You have 9 friends living on a straight street in houses: A,B,C,..,H,I
The distance from the beginnig of the street(from the left) for each house is:
A– 1.1 km
B – 2.3 km
C – 3.0 km
D – 4.2 km
E – 5.1 km
F – 6.3 km
G – 13.4 km
H – 19.1 km
I – 27.5 km
You would like to buy a house at point X that: dist(A,X) + dist(B,X) + … + dist(I,X) is minimum possible value.
I need to find X. I could do it by java program but it will not give precise answer.
Predicted solution:
In my opinion X is center of mass(centroid) for points A,B,C,…,H,I which is just average and it is true because of center of mass' definition:
The center of mass is the unique point at the center of a distribution
of mass in space that has the property that the weighted position
vectors relative to this point sum to zero. In analogy to statistics,
the center of mass is the mean location of a distribution of mass in
space.
Am I right?
Best Answer
You are looking for global minima for $|x-a_1|+|x-a_2|+|x-a_3|+...|x-a_9|$. Clearly, this will lie on the middle,i.e. $a_5$.

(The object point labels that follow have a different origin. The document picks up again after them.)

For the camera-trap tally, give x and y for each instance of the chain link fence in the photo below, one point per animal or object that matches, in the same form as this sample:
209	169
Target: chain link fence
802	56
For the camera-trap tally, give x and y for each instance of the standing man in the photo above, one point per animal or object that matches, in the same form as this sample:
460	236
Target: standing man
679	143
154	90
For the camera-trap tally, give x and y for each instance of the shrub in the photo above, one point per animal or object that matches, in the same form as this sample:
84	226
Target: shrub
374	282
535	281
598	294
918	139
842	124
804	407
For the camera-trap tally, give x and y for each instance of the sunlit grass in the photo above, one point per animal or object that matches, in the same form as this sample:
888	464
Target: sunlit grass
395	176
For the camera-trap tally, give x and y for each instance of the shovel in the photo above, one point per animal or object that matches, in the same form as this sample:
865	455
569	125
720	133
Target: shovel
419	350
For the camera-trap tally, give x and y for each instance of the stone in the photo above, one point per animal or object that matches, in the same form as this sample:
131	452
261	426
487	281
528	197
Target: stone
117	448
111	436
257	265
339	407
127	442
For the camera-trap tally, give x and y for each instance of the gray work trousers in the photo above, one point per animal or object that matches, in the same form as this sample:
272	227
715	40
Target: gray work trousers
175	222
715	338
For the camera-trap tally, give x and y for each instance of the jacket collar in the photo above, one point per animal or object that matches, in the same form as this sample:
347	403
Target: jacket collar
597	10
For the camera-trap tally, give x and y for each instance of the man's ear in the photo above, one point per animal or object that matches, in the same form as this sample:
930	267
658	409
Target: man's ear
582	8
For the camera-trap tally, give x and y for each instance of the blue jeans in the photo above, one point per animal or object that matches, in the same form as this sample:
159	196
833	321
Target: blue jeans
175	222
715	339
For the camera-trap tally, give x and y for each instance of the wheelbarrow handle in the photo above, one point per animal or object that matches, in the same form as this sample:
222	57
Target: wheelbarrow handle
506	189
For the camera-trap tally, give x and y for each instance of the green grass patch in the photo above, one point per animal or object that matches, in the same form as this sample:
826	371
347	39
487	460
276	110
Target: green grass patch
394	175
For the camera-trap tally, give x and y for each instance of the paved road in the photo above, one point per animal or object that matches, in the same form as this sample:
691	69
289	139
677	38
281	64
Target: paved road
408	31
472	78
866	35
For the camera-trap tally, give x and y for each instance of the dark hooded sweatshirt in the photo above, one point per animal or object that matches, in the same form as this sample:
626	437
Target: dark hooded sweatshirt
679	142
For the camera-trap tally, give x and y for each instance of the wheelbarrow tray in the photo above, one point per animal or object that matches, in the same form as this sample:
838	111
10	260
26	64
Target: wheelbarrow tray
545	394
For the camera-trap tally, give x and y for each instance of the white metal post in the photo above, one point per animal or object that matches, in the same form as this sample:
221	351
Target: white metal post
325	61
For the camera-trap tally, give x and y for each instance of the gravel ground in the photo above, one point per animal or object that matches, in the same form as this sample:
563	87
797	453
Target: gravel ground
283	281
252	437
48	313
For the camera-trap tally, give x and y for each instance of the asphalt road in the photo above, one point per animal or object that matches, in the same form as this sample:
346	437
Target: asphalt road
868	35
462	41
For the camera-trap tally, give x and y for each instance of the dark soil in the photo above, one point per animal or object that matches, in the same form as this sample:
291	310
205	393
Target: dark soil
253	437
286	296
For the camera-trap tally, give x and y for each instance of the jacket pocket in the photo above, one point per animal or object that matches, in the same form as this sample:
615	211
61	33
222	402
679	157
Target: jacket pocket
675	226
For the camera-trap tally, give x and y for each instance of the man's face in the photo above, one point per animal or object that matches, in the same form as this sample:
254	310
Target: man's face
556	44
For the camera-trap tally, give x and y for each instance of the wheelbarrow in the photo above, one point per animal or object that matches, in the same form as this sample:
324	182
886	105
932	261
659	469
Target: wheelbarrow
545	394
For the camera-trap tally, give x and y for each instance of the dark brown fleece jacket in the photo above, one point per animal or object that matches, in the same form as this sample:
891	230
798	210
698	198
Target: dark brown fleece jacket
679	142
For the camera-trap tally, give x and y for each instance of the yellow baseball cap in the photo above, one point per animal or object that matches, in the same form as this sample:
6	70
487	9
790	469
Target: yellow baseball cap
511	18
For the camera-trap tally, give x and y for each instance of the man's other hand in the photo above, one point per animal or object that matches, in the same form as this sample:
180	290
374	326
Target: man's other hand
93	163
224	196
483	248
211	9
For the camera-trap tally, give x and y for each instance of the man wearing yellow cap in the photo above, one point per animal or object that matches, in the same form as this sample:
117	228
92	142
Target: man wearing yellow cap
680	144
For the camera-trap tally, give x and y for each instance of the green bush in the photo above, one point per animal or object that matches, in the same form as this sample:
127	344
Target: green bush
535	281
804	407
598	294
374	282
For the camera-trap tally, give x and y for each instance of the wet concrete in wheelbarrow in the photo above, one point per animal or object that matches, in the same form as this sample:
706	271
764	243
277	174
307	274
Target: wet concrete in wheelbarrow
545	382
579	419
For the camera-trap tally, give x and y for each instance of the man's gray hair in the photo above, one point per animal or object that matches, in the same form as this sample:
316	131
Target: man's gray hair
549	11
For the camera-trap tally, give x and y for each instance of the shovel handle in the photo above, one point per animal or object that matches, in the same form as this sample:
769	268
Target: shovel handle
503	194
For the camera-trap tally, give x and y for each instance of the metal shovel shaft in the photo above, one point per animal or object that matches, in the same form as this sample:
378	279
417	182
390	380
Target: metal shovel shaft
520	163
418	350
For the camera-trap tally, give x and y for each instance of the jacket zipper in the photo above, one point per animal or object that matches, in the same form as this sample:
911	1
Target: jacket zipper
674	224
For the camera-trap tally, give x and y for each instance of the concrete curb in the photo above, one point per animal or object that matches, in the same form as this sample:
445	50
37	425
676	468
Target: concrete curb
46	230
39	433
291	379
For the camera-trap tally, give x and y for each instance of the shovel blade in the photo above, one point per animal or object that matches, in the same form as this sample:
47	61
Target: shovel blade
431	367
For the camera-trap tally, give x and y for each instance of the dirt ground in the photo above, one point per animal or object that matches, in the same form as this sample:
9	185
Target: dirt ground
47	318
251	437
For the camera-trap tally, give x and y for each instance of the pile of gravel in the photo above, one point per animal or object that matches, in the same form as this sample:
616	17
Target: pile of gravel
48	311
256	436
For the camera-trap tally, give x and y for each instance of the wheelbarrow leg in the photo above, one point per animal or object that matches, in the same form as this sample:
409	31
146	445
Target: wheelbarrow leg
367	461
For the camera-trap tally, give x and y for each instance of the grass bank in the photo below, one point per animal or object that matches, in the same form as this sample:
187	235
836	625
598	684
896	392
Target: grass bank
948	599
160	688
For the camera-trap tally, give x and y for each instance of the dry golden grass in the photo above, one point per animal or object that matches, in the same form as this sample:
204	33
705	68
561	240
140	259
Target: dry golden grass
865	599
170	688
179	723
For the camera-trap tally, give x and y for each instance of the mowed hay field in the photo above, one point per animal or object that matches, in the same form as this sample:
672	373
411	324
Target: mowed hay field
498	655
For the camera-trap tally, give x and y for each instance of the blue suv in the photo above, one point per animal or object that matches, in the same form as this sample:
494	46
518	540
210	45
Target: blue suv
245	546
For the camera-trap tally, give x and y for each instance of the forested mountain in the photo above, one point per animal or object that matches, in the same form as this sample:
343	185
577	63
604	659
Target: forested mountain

A graph for smaller case would make it clear :
Graph is for $|x-1|+|x-2|+|x-5|$
You can prove it by making cases for $x$ and then writing the expression as a linear one. You will see that it is decreasing till middle one and then increasing.
What you have have found is minima of $|x-a_1+x-a_2+...x-a_9|$ because the centre of mass uses displacement, not distance.